January 25, 2012 / 6:44 PM / 8 years ago

A year after revolt, Egyptians have lost their fear

CAIRO (Reuters) - One year ago, young Egyptians waited in fear on street corners for protesters to gather before mustering the courage to chant slogans against Hosni Mubarak. They marched expecting injury or arrest. Many snuck out of home, afraid to tell their parents.

Twelve months after they ousted Mubarak in an 18-day uprising, young Egyptians were back on the streets. This time, tens of thousands clogged roads and squares and their parents and younger siblings came with them.

Youths who sparked the revolt a year ago have watched as the more experienced Islamists have reaped the political gains, but Egyptians gathered to celebrate the first anniversary of the revolt on January 25 said the real gain was their newfound courage to speak out.

The fear that had kept them off the streets through decades of repression was now a distant memory.

“Raise your voice, raise it loud: freedom, freedom! There is no turning back,” the crowds chanted Wednesday in Cairo’s Tahrir Square, the epicenter of a popular revolt that flickered across the world’s television screens in 2011.

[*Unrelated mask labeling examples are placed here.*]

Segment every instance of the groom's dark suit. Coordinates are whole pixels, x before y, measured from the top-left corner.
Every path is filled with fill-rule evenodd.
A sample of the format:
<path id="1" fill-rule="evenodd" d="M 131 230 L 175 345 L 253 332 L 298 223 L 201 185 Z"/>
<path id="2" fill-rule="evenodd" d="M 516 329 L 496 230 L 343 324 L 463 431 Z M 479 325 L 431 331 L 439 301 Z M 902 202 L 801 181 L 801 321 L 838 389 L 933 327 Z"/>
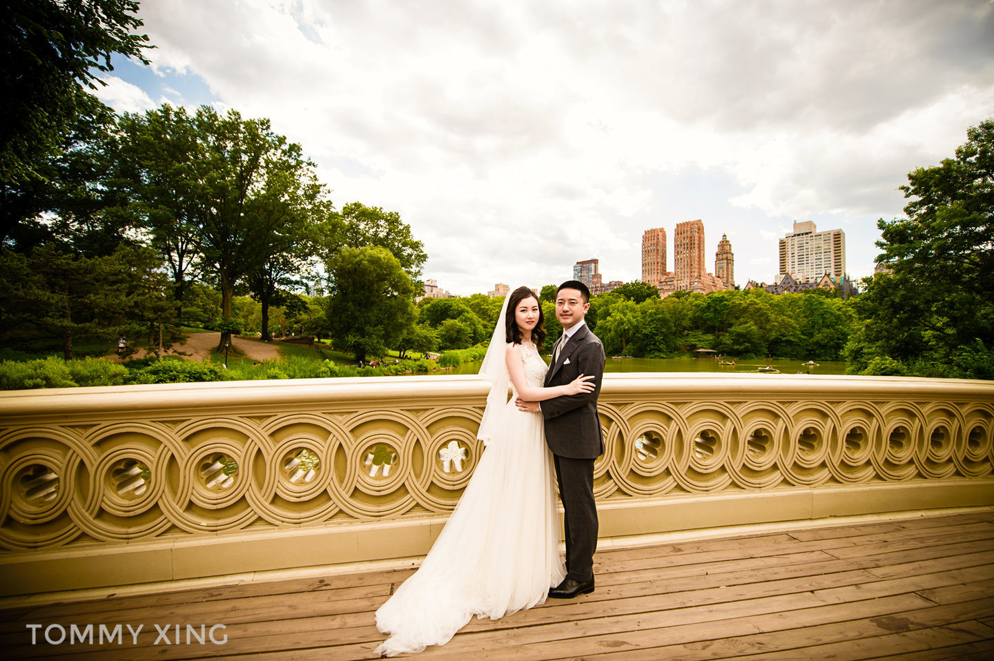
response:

“Our demands are the same but we are not!” others chanted as families basked in the winter sunshine and strangers plunged into debate on the future of Egypt, its constitution, and the role of the military generals who took over from Mubarak.

A year ago, many protesters were reluctant to give their names to journalists interviewing them in Tahrir Square for fear of being tracked down and arrested by state security. On Wednesday, many offered their full names and occupations without being prompted, some brandishing their identity cards.

“I walked these same streets last year believing I would be buried by night time,” 38-year-old Ahmed Mowad said.

“We are not the same people anymore and that is what the generals need to understand. Last year, we were a herd of sheep that they thought could be handed on from father to son, today, we are free,” Mowad said, referring to a widely held belief that the 83-year-old Mubarak was seeking to pass office to his son.

Ahmed Ramadan, a 43-year-old craftsman, interrupted Mowad to add his voice: “Before January 25 last year, we couldn’t even stand in a circle and talk to each other. I wouldn’t have looked at a journalist, let alone had a conversation.”


Online activists organized the protests a year ago, initially taking the majority of Egyptians by surprise. Inspired by the success of Tunisians in ousting their own leader days before, more and more Egyptians joined the youthful protesters until hundreds of thousands were in the streets.

With Mubarak now on trial for his life and a new parliament dominated by his Islamist adversaries, many youths who turned to the Internet to launch last year’s revolt are now disenchanted with military rulers they worry are dragging out the transition.

Determined to see through outstanding demands for jobs and justice, young and old Egyptians flocked to the square on Wednesday, waving the flag. Many said they had driven into the capital to take part in the rallies.

“Our demands are still far from being achieved. I don’t want the army council to step down but I want to say that the revolution is alive,” said 27-year-old Hamed Ali, who rode a bus all night to arrive in Cairo from his Nile Delta village.

Clutching signs with the names of their villages and cities, others listed demands they believe have yet to be addressed.

“On this day last year, I didn’t protest but I spent every day afterwards in the square. I am here today because I want to send a clear message: that no matter what happens next, I won’t give up on the revolution,” Nermine Hosny said.

“The revolution cannot die. I will be back in the square whenever I have to be here. I am not afraid and I won’t ever be the same person I was before,” the 32-year-old pharmacist added.

The inflation and the joblessness that brought many Egyptians, fed up with inequalities, onto the streets last year will take years to remedy. But Egyptians now feel they can force their rulers to listen.

“The bread queues are just as long now as they were before the revolution. The injustice is just the same. The poverty is just as bad,” said Mohamed Hamed, a 19-year-old who dropped out of school to find employment.

“I am upset. Where are the rights we demanded last year? The only thing that has changed is that I will stay a revolutionary until they are achieved,” Hamed said, holding crutches to support his broken right leg.